During May I was also sent as the Conservative representative (in part due to my command of Portuguese and Spanish) to the joint debate with the Latin American Parliament in Chile, where I made speeches in diverse areas such as drug trafficking, globalisation and climate change.  Latin America is a continent where there are huge markets for British exporters and one is very conscious of the fact that distances have been shrunk by instant telecommunications, the internet, multinationals and global trade, and that its culture now has a global familiarity.

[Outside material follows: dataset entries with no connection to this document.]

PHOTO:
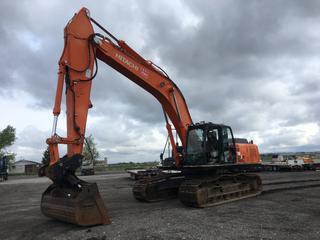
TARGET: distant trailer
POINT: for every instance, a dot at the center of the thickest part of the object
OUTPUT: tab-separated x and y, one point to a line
136	174
290	166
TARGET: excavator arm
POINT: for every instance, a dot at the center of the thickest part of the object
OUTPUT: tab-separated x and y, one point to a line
69	198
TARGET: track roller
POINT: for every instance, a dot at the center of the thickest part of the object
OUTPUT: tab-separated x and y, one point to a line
223	189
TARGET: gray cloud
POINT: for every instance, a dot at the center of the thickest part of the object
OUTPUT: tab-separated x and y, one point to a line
253	66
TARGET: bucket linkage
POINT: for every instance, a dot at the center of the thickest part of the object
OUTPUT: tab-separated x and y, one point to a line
69	198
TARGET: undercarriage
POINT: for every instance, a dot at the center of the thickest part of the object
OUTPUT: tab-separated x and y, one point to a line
218	186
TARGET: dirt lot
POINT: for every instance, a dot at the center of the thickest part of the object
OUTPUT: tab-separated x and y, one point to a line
292	214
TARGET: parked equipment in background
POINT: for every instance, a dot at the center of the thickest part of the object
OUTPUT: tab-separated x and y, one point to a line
3	169
211	165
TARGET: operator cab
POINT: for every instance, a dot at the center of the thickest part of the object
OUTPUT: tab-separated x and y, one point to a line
209	144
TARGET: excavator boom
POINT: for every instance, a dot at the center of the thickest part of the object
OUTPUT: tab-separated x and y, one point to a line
69	198
207	148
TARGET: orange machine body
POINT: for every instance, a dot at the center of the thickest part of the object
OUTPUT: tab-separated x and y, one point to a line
247	153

I have also been using my medical skills when I addressed a large gathering of professionals at the June World Congress of Neurology in London in an attempt to raise the awareness of the European public to Epilepsy (very much a Cinderella condition).One recent event was welcoming a party of activists to Brussels accompanied by the agent from Kensington and Chelsea, Barbara Lord. Theresa, John and I have agreed that in future we will combine our staff and quota resources to have larger visitors groups which will involve people from more than one London constituency but will afford economy of scale over the hiring of coaches and organising of events etc.  I call upon London members to register an interest in such a visit (next time will probably be Strasbourg rather than Brussels) so we can plan one for early autumn.  We are also recruiting a new MEP regional secretary to replace Alex MacIntosh, who we thank for her hard work in Central Office helping both Roger Pratt and the MEPs with London matters, and one of her tasks will be to organise such trips and help Alexis Elliot (to whom we owe an enormous debt for her help and support) with raising our profile and organising London Euro events.

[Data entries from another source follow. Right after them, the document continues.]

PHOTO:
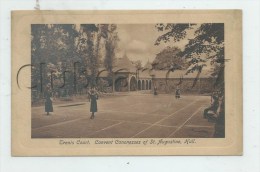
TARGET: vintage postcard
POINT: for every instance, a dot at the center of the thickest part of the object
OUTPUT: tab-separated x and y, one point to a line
127	83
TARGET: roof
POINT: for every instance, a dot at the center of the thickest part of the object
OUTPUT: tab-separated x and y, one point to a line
124	64
179	73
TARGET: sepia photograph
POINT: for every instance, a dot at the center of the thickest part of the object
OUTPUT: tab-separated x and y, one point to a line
161	80
127	83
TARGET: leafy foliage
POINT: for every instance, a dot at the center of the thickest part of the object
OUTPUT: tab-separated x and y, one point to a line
207	45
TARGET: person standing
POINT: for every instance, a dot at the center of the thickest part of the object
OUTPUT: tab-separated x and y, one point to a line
178	93
155	91
93	103
214	105
48	101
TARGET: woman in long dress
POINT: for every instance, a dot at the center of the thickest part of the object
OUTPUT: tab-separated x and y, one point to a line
93	103
48	103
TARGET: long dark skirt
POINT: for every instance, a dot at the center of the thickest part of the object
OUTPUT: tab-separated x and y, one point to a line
48	106
93	106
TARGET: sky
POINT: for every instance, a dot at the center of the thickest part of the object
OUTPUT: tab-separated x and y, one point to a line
137	40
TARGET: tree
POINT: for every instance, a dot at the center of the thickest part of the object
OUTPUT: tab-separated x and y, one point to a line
207	45
110	46
91	58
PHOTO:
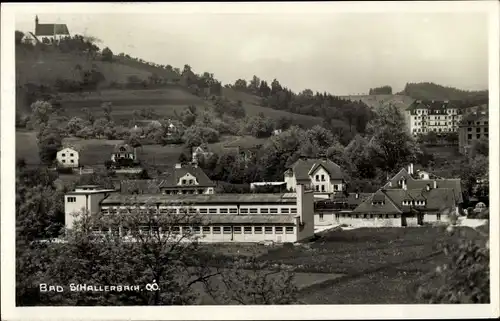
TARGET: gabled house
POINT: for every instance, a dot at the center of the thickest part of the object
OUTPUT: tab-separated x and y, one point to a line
200	151
51	31
187	179
123	152
323	175
407	179
68	157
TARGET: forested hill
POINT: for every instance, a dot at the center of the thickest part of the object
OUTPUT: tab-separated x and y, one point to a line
432	91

By the time I write the next newsletter we will have our new leader in place and I am confident the party will choose wisely and rally round our him.  I was deeply saddened by William Hague’s departure - who I admire for his tenacity, courage in adversity and sense of humour - but he has done the right thing and the Party will respect him for this.  The London MEPs all wish him well and are particularly grateful for his successful leadership during our own election campaign which, alas, was not to be repeated at the General Election.

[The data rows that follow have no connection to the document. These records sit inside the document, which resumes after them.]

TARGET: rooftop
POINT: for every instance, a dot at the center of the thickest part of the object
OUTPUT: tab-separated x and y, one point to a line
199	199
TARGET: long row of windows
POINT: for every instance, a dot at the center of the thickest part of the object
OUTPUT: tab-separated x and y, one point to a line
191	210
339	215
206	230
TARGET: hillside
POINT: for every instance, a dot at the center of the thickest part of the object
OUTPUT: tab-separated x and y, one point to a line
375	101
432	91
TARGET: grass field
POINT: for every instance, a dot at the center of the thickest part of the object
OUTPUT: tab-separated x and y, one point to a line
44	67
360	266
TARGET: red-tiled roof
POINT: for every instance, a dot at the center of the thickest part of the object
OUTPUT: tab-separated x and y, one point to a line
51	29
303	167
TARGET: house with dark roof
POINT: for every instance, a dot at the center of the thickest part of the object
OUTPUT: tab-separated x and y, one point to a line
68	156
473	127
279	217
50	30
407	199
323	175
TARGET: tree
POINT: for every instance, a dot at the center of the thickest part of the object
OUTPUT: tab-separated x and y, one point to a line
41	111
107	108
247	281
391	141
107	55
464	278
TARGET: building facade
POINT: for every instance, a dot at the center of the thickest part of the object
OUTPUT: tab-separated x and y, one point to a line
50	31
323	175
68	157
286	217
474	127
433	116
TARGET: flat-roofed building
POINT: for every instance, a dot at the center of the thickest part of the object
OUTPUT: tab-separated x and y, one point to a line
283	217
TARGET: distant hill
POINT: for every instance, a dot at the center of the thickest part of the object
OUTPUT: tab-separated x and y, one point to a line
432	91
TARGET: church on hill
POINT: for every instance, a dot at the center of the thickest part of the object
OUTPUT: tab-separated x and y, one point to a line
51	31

I have not expressed a preference for a candidate publicly in the leadership campaign as the European whips’ office prefers neutrality.  Also, two excellent candidates are London MPs both of whom I work closely with and respect deeply.  Moreover, as an MEP, I have no more significant a vote than any other member of the Party, a situation which many MEPs feel is unacceptable and will have to be reviewed after the election. Whoever wins will have a great challenge ahead of them to regain lost ground, reunite the Party, be bold about new policies without compromising core principles and, above all, recapture the imagination and trust of the general public.